Matrix metalloproteinases (MMPs) are important enzymes mediating the angiogenesis process (68, 69). Angiogenesis prevention resulting in tumor size reduction is another mechanism by which dietary components can affect and regulate tumor growth. Dietary components that inhibit angiogenesis include polyunsaturated fatty acids (70) and polyphenols such as epigallocatechin-3-gal-late, resveratrol, curcumin and genistein (71–73).

Dietary components are likely to be major determinants of cancer risk in humans. Genetic polymorphisms lead to alteration of response to dietary components by influencing the absorption and metabolism. Epigenetic events can induce changes in DNA methylation patterns and thus influencing overall gene expression that can be modified in response to food components.

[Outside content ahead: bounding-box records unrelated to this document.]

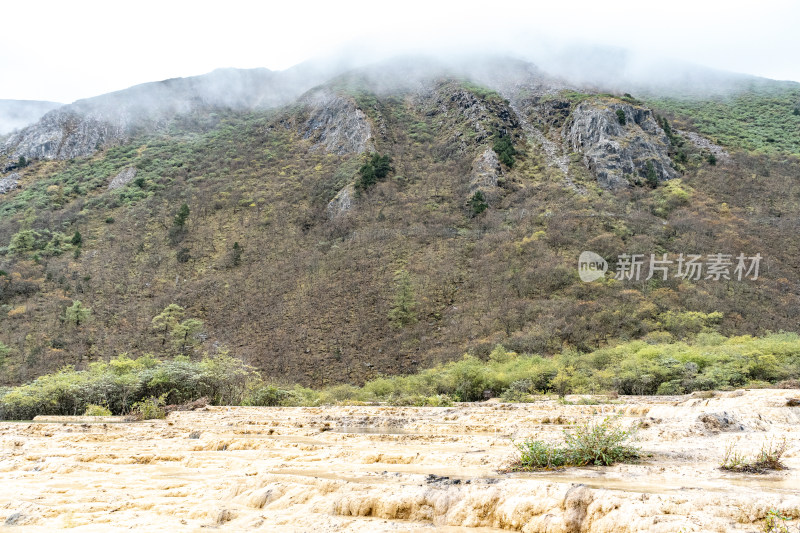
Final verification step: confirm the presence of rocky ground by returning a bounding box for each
[0,390,800,533]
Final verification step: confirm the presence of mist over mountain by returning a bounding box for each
[0,100,62,136]
[0,47,800,385]
[2,47,800,159]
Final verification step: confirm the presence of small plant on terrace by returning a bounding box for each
[511,417,641,470]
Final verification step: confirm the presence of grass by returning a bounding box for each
[83,403,111,416]
[719,437,787,474]
[0,333,800,420]
[648,84,800,155]
[511,417,641,471]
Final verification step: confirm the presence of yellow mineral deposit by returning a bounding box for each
[0,390,800,533]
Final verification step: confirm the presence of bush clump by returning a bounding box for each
[512,417,640,470]
[719,437,787,474]
[83,403,111,416]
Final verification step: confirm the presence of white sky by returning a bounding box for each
[0,0,800,102]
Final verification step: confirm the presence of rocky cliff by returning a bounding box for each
[563,98,677,189]
[0,67,338,160]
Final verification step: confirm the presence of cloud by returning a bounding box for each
[0,0,800,101]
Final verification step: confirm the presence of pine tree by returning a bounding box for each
[389,269,417,328]
[231,242,242,266]
[150,304,185,346]
[469,191,489,216]
[173,204,189,229]
[64,300,92,328]
[644,160,658,189]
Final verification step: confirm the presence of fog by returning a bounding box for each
[0,0,800,102]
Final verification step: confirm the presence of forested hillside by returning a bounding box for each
[0,59,800,386]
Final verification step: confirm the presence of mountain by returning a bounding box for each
[0,57,800,385]
[0,62,354,160]
[0,100,61,136]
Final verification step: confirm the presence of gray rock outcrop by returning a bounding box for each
[108,167,136,191]
[0,172,22,194]
[563,100,677,189]
[326,183,356,219]
[0,66,338,160]
[469,148,503,201]
[300,90,373,155]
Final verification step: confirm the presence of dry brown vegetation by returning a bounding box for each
[0,77,800,386]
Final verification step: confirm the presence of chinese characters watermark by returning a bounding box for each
[578,252,762,282]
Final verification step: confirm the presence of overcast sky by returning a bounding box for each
[0,0,800,102]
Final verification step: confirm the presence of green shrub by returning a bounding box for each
[469,191,489,217]
[719,437,787,474]
[644,160,658,189]
[514,418,640,470]
[242,385,292,407]
[83,403,111,416]
[492,133,517,168]
[762,508,788,533]
[130,396,167,420]
[355,152,394,194]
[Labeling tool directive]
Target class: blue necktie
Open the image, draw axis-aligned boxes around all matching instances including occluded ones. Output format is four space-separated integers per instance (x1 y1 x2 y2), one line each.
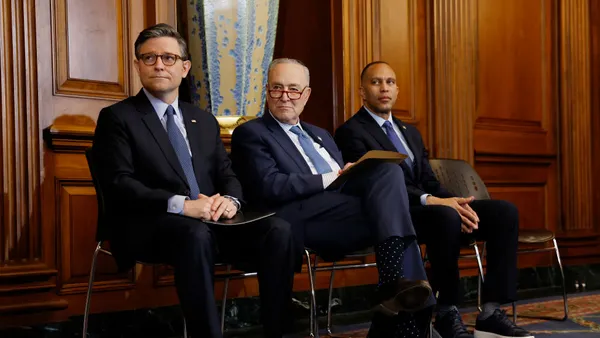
166 105 200 200
383 121 412 170
290 126 331 174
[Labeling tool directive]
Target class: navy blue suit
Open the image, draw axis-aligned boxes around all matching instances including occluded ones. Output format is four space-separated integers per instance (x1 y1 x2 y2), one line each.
93 91 294 338
231 113 433 301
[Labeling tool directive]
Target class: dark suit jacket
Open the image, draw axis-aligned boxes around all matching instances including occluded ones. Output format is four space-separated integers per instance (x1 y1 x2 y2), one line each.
93 91 242 270
335 108 452 205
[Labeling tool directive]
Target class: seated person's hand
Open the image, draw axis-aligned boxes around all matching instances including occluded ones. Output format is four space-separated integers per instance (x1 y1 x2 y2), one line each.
427 196 479 233
210 194 237 221
183 194 215 219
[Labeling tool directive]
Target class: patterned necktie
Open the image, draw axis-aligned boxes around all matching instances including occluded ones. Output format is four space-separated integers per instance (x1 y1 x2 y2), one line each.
383 121 413 170
165 105 200 200
290 126 331 174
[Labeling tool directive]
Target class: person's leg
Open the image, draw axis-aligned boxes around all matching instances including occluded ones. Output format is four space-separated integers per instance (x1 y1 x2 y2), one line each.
471 200 519 304
136 214 222 338
410 205 472 338
213 217 298 338
410 205 462 305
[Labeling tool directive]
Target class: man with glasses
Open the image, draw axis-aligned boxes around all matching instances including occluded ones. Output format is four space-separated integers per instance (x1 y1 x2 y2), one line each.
335 61 533 338
231 59 434 338
93 24 295 338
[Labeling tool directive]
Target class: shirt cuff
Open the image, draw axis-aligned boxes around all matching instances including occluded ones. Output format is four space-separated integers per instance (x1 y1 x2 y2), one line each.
321 171 338 189
167 195 190 215
223 195 242 211
421 194 431 205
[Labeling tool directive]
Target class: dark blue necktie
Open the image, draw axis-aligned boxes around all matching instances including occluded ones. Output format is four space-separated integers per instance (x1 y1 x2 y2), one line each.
165 105 200 200
383 121 412 170
290 126 331 174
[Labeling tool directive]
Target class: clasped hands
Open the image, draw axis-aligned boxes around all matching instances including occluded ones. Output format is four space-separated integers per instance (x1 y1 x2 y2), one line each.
183 194 237 221
427 196 479 234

Many dietary constituents affect post translational events and may account for at least part of the variations in response to dietary components. Bioactive food components may affect cellular and molecular events that are important in cancer prevention. Studies of dietary components using tissue/cell model systems can help have a better understanding of inter-relations among nutrigenetics, nutritional epigenomics, nutritional transcriptomics, proteomics and metabolomics in the near future. As the field of molecular nutrition expands and the functions of human genome are better understood, a greater understanding of how foods and their components influence cancer will ensue.